10. The method of claim 6, wherein said membrane is declogged by chemical cleaning when the flow rate of the permeate after backwashing dropped to that less than 60% of the initial flow rate of the permeate through the membrane.

11. The method of claim 6, wherein said declogging comprises a soaking step wherein said cross-flow ultrafiltration is stopped and the ultrafiltration membrane is soaked with a circulating fluid comprising a cleaning solution selected from the group consisting of about 1% to about 5% NaOH, about 0.1% to about 2% citric acid, about 50 mg/L to about 1000 mg/L NaClO, about 0.5% to about 5% EDTA and about 0.5% to about 5% surfactants.

12. The method of claim 6, wherein said cleaning solution comprises about 400 mg/L NaClO.

13. The method of claim 1, wherein said algal biomass is contained in a water sample that is a freshwater sample or a marine water sample.

14. (canceled)

15. The method of claim 1, wherein said algal biomass comprises one or more algae belonging to a family of selected from the group consisting of Chlorophyceae, Prasinophyceae, Bacillariophyceae, Cryptophyceae, Chrysophyceae, Haptophyceae and Cyanophyceae.

16. The method of claim 1, wherein said starting aqueous suspension comprises between 1 to 100×106 cells/mL.

17. The method of claim 15, wherein said method concentrates the algal cells in said suspension to a concentration of between about 1×106 to 30×1010 cells/mL.

18. An isolated aqueous suspension of algae isolated according to the method claim 1, wherein at least 90% of the algal cells in said population are live, unruptured algal cells.

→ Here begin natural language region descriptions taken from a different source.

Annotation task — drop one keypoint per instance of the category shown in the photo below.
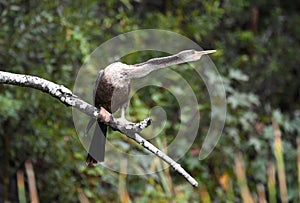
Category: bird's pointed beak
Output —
(200, 53)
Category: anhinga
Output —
(112, 89)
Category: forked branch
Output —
(63, 94)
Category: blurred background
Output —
(258, 58)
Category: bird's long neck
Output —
(145, 68)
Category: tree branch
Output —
(63, 94)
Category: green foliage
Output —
(257, 43)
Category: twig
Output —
(66, 96)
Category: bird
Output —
(112, 88)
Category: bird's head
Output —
(192, 55)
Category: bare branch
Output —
(63, 94)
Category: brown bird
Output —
(112, 90)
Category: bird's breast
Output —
(112, 93)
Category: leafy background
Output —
(258, 49)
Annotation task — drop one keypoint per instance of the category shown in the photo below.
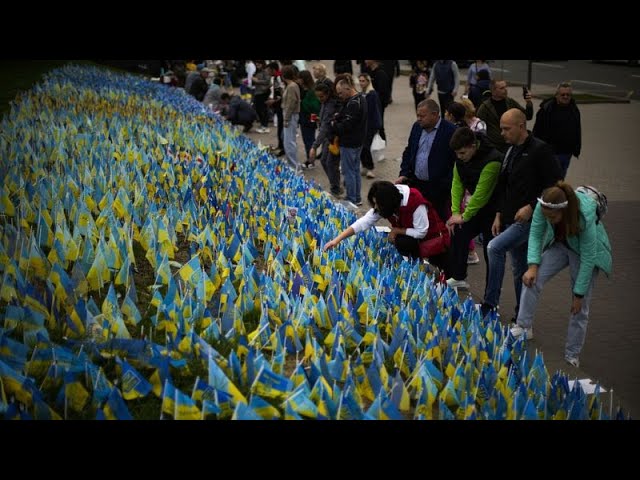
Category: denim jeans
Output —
(331, 165)
(513, 239)
(350, 161)
(290, 144)
(555, 259)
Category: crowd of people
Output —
(471, 168)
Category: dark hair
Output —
(324, 88)
(462, 137)
(307, 79)
(482, 74)
(387, 198)
(563, 192)
(457, 111)
(288, 72)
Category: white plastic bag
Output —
(377, 148)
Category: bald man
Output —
(492, 109)
(529, 167)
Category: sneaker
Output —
(519, 331)
(461, 284)
(473, 258)
(573, 361)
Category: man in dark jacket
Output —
(239, 112)
(558, 124)
(350, 125)
(492, 109)
(427, 161)
(382, 85)
(476, 171)
(528, 168)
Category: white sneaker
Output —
(461, 284)
(519, 331)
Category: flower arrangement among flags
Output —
(157, 264)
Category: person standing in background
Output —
(565, 231)
(558, 124)
(290, 113)
(528, 168)
(445, 73)
(427, 160)
(492, 109)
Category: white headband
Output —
(555, 206)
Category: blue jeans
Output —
(350, 161)
(563, 161)
(513, 239)
(290, 144)
(553, 260)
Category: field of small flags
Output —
(157, 264)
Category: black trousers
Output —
(458, 253)
(409, 247)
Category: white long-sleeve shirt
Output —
(251, 71)
(420, 218)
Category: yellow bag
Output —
(334, 147)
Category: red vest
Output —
(437, 228)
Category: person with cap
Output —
(565, 231)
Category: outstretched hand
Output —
(329, 245)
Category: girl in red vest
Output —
(417, 230)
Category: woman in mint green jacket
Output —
(564, 231)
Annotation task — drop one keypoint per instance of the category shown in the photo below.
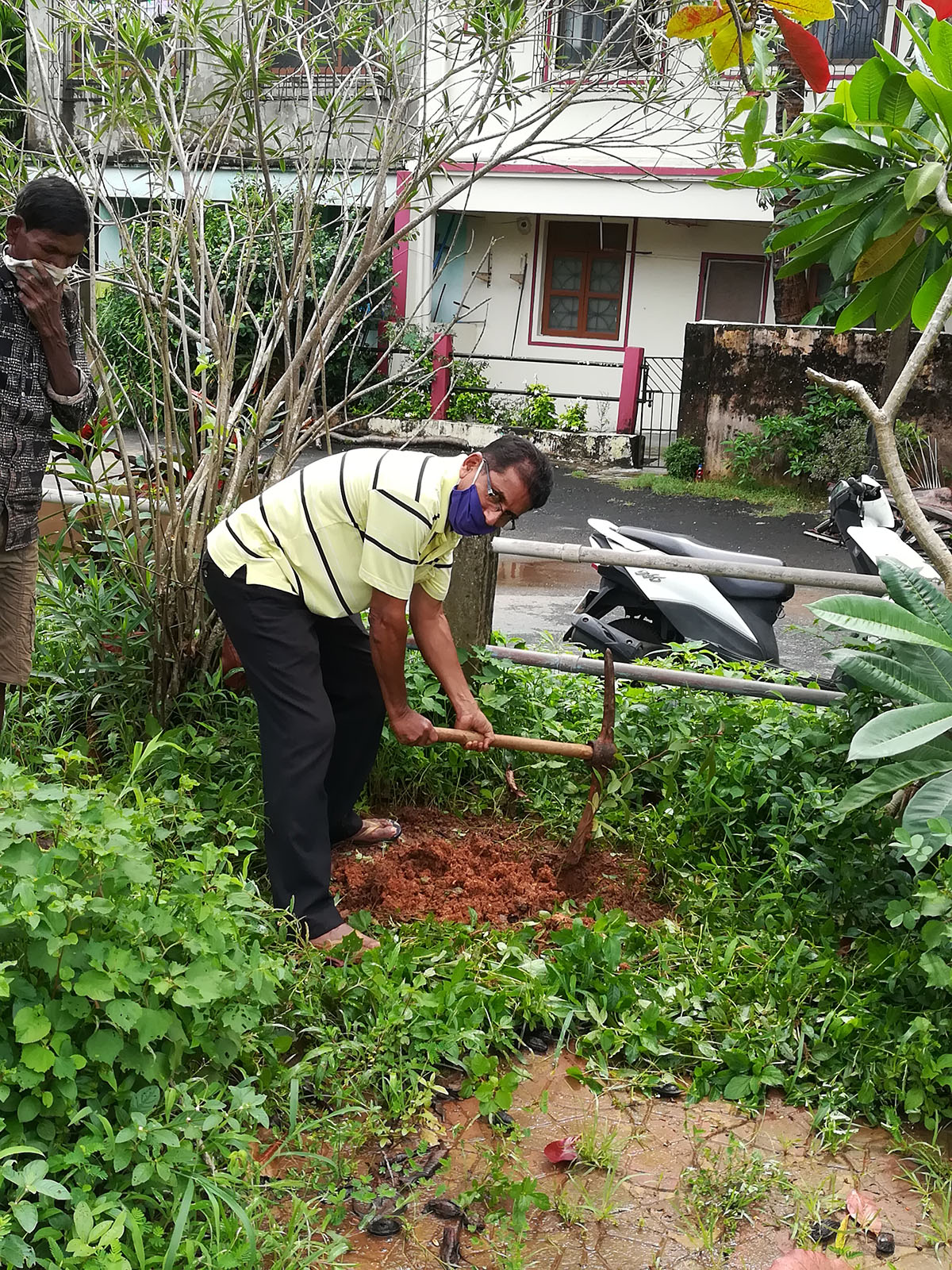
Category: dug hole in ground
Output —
(583, 1172)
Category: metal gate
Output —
(659, 400)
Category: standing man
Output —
(290, 572)
(44, 371)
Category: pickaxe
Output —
(601, 755)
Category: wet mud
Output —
(505, 873)
(638, 1213)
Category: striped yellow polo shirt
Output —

19. A method of recycling an aqueous solution containing an algal biomass comprising the steps of:

a. subjecting an initial aqueous solution containing algae and other microorganisms to a continuous cross-flow ultrafiltration to remove water from said aqueous algal biomass, wherein said ultrafiltration is performed using a hollow-fiber PVC ultrafiltration membrane with a molecular weight cutoff off of 50 kDa;

b. intermittently subjecting said ultrafiltration membrane to an air-based backwash to remove algae from said membrane; and

c. collecting the permeate isolated from said ultrafiltration step.

20-22. (canceled)

23. A cross-flow membrane filtration method for the removal or separation of algal cells from an aqueous environment comprising:

a. subjecting an initial aqueous algal biomass to a continuous cross-ultrafiltration to remove water from said aqueous algal biomass, wherein said ultrafiltration is performed using a hollow-fiber PVC ultrafiltration membrane with a molecular weight cutoff off of 50 kDa; and

b. subjecting said ultrafiltration membrane to an air-based backwash to remove algae from said membrane at least once every 30 minutes; and

c. chemically declogging said ultrafiltration membrane when the average flow rate of the permeate after backwashing dropped to less than 60% of the initial average flow rate of the permeate through the membrane;

wherein said method produces at least a 50-fold increase in algal biomass in said aqueous suspension as compared to the algal biomass in the starting aqueous suspension.

24. An improved method to enhance algal biomass concentration/collection/separation/harvesting efficiency the improvement comprising using filtration by employing air scour for fouling control wherein no backwash pump is needed.

25. (canceled)

26. In method of claim 24, no water was pumped into the module to backwash the fouled membrane.

27. In method of claim 24, dilution of algae suspension due to backwash was minimized.

28. In method of claim 24, algae can be collected by scouring the membrane using air.